In Sunday’s announcement, Reed also said he would not run for re-election to his seat in Congress, which he has held since 2010. He also acknowledged he would not make a run for Governor in 2022, something he had publicly been entertaining in recent months.
The Chemung County Democratic Committee as well as several other prominent Democrats in Reed’s district have called on him to resign.
Langworthy also pointed to political reasons why he believes Reed should not step down now.
“The only thing that a resignation would prove at this point is that about 800,000 residents in the Southern Tier and Finger Lakes would not have a voice in Washington for the next 18 months because there's no way Andrew Cuomo would call a special election," Langworthy said.
Following the resignation of former Western New York Rep. Chris Collins in October of 2019, Cuomo refused to set a date for a special election, prompting a lawsuit by Langworthy’s GOP.
Cuomo later set the date to coincide with the 2020 presidential primary in April, but that was delayed until June due to the COVID-19 pandemic. The 27th Congressional District was without representation for eight months.
Reed has not made any public appearances since the Washington Post story first came out on Friday. An in-person town hall event scheduled for Monday evening was cancelled hours beforehand.
Langworthy used his stop in Binghamton to rail against Democrats in the state legislature. He accused legislators, specifically naming Assemblywoman Donna Lupardo (D-123), of deliberately slow-rolling impeachment proceedings of Cuomo and using his diminished political power to push for more taxes and spending in the state’s budget.
“While Democrats are protecting each other, it's the tax payers in this state once again who are getting screwed,” Langworthy said. “They're tossed aside, they're disrespected and they're treated as an endless well of money that politicians that can continue to bleed dry so they can go back to their districts and hand out goodies."
Lupardo, who chairs the Assembly Agriculture Committee, has said she supports investigations into Cuomo, but has not joined other Democrats in fully calling for the Governor’s resignation. She defended her stance on the budget and the impeachment proceedings in a response to WSKG.
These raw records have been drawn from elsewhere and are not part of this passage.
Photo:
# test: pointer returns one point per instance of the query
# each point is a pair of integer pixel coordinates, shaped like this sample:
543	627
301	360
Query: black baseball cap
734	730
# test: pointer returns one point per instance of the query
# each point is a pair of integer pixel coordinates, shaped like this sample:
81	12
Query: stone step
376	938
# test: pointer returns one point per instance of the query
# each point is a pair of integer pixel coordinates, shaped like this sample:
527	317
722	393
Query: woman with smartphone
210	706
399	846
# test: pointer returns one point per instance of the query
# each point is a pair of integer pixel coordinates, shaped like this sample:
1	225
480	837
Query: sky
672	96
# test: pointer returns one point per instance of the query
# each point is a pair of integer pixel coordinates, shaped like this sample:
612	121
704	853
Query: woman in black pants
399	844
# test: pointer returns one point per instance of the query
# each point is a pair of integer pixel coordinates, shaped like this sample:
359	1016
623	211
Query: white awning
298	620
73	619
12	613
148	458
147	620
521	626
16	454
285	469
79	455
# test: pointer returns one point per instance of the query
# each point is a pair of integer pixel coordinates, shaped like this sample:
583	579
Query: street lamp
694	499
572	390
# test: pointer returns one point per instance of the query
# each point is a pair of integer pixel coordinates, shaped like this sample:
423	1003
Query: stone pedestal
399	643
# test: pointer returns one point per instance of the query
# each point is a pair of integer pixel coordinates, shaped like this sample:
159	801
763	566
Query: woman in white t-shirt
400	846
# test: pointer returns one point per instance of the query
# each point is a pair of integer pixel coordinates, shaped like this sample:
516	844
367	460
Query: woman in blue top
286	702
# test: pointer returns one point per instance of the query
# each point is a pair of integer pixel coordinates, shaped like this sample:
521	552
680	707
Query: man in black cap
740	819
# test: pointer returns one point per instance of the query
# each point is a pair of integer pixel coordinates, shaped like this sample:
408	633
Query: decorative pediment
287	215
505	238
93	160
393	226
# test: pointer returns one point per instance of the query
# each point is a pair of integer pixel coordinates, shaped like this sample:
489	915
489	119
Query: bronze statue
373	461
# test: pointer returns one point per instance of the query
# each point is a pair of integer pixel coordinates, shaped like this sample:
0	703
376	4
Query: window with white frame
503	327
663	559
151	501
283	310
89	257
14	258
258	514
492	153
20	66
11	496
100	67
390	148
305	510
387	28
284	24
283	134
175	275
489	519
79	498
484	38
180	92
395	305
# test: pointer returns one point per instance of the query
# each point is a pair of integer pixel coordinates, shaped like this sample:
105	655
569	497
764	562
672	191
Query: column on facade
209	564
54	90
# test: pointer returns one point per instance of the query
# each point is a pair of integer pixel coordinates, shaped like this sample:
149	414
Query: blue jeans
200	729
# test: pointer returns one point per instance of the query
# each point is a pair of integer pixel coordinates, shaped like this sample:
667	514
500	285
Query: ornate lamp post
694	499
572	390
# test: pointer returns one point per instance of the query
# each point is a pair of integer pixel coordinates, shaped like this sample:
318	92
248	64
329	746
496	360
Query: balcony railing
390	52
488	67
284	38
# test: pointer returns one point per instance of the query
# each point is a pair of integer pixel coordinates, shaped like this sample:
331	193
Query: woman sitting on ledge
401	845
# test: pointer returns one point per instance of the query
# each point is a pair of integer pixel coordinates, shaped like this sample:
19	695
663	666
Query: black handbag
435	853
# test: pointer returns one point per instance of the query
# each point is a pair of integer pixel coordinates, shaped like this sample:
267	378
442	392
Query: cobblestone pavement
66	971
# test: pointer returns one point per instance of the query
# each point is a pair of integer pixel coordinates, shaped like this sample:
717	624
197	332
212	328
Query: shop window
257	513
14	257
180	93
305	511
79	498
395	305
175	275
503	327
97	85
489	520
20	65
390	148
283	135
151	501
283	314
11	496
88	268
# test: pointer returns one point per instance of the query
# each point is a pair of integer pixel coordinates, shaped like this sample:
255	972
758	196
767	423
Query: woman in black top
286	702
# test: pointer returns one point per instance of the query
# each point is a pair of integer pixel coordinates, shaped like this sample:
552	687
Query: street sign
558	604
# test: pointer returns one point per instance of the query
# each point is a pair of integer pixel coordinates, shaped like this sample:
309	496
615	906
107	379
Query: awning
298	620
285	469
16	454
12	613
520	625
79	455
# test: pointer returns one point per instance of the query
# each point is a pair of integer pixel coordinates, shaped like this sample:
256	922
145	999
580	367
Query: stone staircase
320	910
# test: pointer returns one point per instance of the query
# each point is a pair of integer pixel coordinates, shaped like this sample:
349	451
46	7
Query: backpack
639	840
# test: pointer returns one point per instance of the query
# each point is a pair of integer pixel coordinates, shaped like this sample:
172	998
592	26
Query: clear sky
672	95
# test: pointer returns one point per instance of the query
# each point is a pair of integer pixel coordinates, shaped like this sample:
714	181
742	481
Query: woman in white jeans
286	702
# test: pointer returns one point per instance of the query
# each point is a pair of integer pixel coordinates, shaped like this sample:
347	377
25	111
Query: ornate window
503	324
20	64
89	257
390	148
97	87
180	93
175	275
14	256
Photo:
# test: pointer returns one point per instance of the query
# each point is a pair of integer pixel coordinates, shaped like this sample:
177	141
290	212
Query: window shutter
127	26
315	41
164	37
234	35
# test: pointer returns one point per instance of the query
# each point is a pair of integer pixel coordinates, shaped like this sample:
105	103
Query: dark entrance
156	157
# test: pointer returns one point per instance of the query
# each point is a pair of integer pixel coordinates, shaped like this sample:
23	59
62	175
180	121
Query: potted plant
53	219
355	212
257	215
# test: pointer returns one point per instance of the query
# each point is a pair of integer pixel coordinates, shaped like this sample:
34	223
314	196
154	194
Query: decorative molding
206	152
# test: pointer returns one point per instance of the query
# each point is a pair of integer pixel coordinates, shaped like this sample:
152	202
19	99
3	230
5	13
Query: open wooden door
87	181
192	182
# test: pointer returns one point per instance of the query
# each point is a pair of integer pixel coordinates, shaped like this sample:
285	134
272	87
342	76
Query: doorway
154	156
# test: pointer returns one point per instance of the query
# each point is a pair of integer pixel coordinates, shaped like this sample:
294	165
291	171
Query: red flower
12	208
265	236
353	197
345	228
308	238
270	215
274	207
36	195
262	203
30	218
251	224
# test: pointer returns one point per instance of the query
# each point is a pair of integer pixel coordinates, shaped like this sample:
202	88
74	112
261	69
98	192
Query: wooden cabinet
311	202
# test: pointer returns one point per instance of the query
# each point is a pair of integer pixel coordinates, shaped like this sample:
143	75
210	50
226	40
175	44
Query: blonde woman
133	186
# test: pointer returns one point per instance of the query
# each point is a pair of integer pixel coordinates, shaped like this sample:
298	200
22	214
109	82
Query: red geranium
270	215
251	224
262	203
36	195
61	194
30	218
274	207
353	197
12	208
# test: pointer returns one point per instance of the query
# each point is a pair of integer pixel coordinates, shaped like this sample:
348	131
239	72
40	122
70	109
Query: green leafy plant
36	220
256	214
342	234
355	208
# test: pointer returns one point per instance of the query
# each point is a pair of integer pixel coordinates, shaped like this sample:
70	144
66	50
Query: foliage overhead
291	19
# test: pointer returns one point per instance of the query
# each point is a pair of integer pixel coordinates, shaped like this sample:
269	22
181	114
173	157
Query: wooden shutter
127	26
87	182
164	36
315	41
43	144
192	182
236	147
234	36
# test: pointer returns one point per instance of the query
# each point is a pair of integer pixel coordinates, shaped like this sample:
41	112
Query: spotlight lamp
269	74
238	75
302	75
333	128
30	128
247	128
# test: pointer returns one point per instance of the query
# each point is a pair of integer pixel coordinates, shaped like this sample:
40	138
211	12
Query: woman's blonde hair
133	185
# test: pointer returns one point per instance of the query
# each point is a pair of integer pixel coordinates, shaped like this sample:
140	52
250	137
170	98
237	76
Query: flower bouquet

“I’m always working to keep vital programs and services available, without increasing the financial burden on families and businesses. As for the impeachment investigation, it’s the first one the Assembly has conducted in over 100 years, so it’s not something we entered into lightly. I’m expecting a thorough and professional investigation,” Lupardo said in the statement. “If the GOP Chair is looking to point fingers, he’s barking up the wrong tree.”
The legislature, which is dominated by a veto-proof Democratic majority, and the Governor must agree on a budget deal before April 1.